Sean Myles, the author of the study and geneticist at Nova Scotia Agricultural College, pointed out that there is almost no variation in the shades of blond hair. This suggests that the hair color is governed by genes. “It looked pretty obvious to me that it was a real binary trait,” he said. “You either had blond hair or you didn’t.” To locate this underlying blueprint in the Melanesian genetic pool, Myles and his colleagues collected saliva and hair samples from over 1,200 Solomon Islanders. From these samples, they compared the genetic makeup of 42 dark-haired and 43 blond islanders.
What the scientists discovered was pretty phenomenal – the two groups possessed very different versions of a crucial gene, TYRP1, which coded for a protein involved in pigmentation. Just switching one letter of the genetic code (a ‘T’ instead of a ‘C’), marked the difference between dark hair and blond hair.
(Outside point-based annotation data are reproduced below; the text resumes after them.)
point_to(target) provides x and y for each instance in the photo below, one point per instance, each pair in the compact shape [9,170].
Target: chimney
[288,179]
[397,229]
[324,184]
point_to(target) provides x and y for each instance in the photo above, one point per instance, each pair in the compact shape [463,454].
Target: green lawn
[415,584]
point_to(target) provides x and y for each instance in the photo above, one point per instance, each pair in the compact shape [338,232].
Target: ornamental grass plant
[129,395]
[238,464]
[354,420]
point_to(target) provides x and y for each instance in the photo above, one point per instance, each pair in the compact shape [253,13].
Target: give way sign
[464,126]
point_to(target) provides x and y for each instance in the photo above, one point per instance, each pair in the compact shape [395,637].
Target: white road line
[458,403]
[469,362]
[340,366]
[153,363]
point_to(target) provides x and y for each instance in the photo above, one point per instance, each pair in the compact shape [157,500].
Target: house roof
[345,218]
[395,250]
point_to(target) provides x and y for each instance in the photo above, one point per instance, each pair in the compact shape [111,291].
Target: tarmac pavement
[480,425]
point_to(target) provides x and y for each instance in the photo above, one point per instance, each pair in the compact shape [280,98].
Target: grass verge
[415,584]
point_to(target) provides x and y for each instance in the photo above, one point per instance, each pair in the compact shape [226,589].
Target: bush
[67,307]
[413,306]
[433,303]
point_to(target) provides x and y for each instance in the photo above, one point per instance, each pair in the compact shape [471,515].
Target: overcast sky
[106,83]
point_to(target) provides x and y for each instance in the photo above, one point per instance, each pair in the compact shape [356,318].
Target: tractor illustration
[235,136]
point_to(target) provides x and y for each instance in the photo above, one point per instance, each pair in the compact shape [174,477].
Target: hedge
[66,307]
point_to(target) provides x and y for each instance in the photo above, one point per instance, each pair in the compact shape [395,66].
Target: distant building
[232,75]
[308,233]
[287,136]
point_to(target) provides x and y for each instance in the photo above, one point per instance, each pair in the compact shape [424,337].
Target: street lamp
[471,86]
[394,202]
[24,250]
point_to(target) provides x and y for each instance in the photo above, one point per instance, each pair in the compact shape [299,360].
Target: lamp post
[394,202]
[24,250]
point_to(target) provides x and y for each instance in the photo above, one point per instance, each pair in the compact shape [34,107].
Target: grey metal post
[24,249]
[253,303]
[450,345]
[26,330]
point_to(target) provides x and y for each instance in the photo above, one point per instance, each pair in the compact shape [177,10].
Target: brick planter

Only one amino acid in the protein is different (arginine replaced by cysteine). So 25 percent of the Solomon islanders carry two copies of the mutant recessive gene. That means the blonds could have inherited their hair color from both parents. “It’s a great example of convergent evolution, where the same outcome is brought about by completely different means,” said Myles.
Jonathan Friedlaender, an anthropologist at Philadelphia’s Temple University, explained that the mutation probably arose by chance in one individual. It appears to have gained in frequency because the original population of the island was pretty small. Myles added: “If you can find a gene for blond hair that exists in Melanesia and nowhere else, then there’s no reason why those sorts of genes don’t exist all over the world in underrepresented populations, and affect not only hair pigmentation, but also disease-related traits.”
The study also traced the origins of the Melanesian people in an effort to understand the mutant gene. They discovered that while all humans outside of Africa have genes passed down from the Neanderthals, Melanesians are the only known humans with a different prehistoric ancestry. They are believed to have evolved from an interbreeding of the Denisova hominin, Neanderthal man’s distant cousin. So the islanders have slightly different genes, which gives them their unique blond hair.